Marshall is a worker for Amazon’s Mechanical Turk, an online job forum where “requesters” post jobs, and an army of crowdsourced workers complete them, earning fantastically small fees for each task. The work has been called microlabor, and the jobs, known as Human Intelligence Tasks, or HITs, range wildly. Some are tedious: transcribing interviews or cropping photos. Some are funny: prank calling someone’s buddy (that’s worth $1) or writing the title to a pornographic movie based on a collection of dirty screen grabs (6 cents).
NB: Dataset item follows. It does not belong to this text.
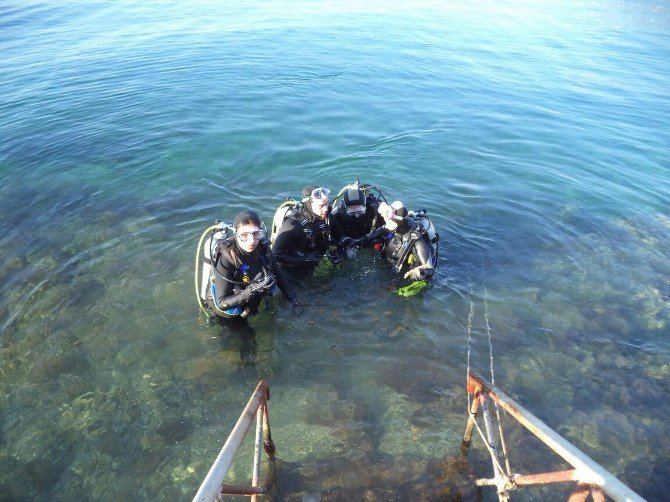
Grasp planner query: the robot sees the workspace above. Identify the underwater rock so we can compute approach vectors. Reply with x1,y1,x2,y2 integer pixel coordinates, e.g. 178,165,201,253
156,418,194,444
22,432,75,493
30,347,90,383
And others are downright bizarre. One task, for example, asked workers to strap live fish to their chests and upload the photos. That paid $5 — a lot by Mechanical Turk standards.
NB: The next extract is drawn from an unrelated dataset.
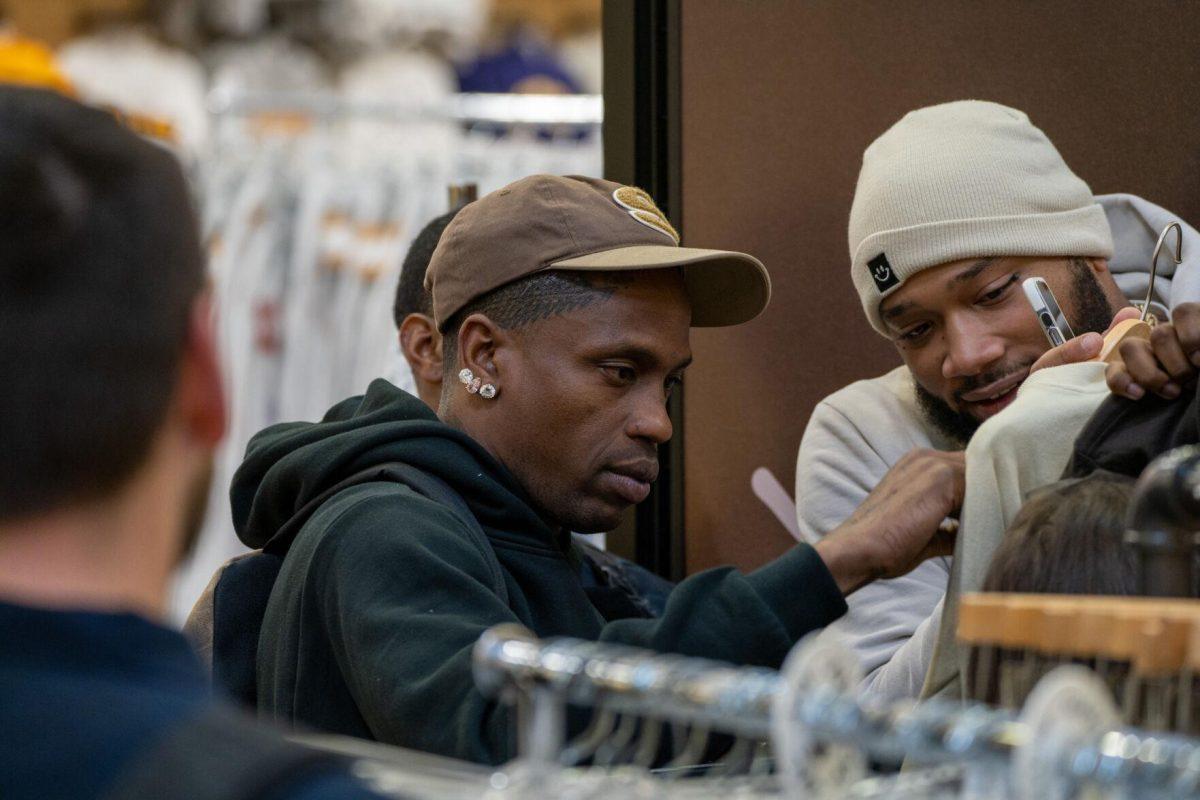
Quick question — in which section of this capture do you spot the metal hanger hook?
[1139,222,1183,321]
Mostly, Marshall is a sort of cyber guinea pig, providing a steady stream of data to academic and scientific research. This places her squarely inside a growing culture of super-savvy, highly experienced study participants.
As she works, she hears a rustling noise. “Grayson, are you in my garbage can?”
In the kitchen, the trash can’s on its side. Her son has liberated an empty box of cinnamon rolls and dumped the remaining contents on the floor. She goes to him, scoops him up and carries him back to the living room, where he circles the carpet, chattering happily as she resumes typing.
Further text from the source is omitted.